Human Rights Commission of Pakistan (HRCP) has taken a serious view of the establishment's ham-handed attempts at dealing with the situation created by its reckless assault on the independence of the judiciary.
Chairperson HRCP Asma Jahangir said in a statement here on Thursday that resorting to brutal violence on lawyers in Lahore on Monday, and the roughing up of Chief Justice Iftikhar Mohammad Chaudhry by the Islamabad police on Tuesday deserved condemnation without any reservation.
Further, extraordinary efforts are being made to deny the people, especially the media and their right to help resolve the crisis confronting the country', she said. "We are familiar with the bar to commenting on matters sub judice but it is doubtful if this restriction can be defended at a time when the Judiciary and the basic tenets of the rule of law have been wantonly attacked by the executive.

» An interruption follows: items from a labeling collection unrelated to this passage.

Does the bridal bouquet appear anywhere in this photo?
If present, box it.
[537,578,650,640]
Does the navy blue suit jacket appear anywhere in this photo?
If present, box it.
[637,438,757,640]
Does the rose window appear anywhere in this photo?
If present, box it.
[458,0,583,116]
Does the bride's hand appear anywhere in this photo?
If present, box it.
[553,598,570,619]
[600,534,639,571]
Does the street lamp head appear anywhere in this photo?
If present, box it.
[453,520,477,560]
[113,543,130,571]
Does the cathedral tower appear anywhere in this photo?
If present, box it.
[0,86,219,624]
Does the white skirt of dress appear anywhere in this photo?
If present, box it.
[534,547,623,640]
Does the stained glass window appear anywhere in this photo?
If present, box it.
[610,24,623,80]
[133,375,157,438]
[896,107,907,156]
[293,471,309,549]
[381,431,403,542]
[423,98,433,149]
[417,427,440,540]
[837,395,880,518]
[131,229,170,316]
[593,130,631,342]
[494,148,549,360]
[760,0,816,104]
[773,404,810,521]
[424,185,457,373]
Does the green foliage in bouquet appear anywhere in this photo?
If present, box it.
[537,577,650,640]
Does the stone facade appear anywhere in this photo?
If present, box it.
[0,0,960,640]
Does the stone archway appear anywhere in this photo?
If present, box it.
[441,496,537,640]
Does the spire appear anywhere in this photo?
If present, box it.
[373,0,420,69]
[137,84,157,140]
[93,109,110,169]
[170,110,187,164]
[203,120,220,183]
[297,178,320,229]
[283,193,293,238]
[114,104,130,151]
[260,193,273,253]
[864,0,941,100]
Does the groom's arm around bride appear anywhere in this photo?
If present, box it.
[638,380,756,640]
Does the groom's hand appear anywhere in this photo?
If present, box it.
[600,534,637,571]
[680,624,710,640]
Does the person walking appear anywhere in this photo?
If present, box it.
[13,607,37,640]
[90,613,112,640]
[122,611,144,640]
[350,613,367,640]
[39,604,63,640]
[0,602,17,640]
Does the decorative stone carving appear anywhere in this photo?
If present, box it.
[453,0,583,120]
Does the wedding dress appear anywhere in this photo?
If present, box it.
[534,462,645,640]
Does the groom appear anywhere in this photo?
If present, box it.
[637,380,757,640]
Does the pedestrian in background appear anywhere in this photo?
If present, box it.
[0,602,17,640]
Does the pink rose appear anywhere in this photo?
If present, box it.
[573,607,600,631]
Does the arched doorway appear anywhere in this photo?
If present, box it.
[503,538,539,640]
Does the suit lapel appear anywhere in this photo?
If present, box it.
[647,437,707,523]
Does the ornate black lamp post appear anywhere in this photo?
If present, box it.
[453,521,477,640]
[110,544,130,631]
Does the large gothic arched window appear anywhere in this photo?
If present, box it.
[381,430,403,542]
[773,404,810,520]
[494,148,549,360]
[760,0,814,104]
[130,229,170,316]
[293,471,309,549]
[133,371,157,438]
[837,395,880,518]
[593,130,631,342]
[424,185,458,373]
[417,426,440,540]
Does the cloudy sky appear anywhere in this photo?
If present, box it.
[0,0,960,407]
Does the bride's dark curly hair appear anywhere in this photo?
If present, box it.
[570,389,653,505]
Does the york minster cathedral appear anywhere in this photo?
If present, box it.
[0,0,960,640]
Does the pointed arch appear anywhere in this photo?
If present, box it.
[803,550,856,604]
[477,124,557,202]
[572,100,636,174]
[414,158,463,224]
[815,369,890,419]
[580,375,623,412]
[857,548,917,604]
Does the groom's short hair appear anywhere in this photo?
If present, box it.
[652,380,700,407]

Besides, the rule against criticism of the judiciary cannot be used to protect an executive that habitually transgresses its authority', she said.
Broader national interest demands that the government should desist from covering up its original folly in making the Chief Justice 'non-functional' with measures that clip the citizens' basic rights to freedom of expression and assembly, and to play their due role in protecting the constitutional scheme of judiciary's status as an independent organ of the state, Asma concluded.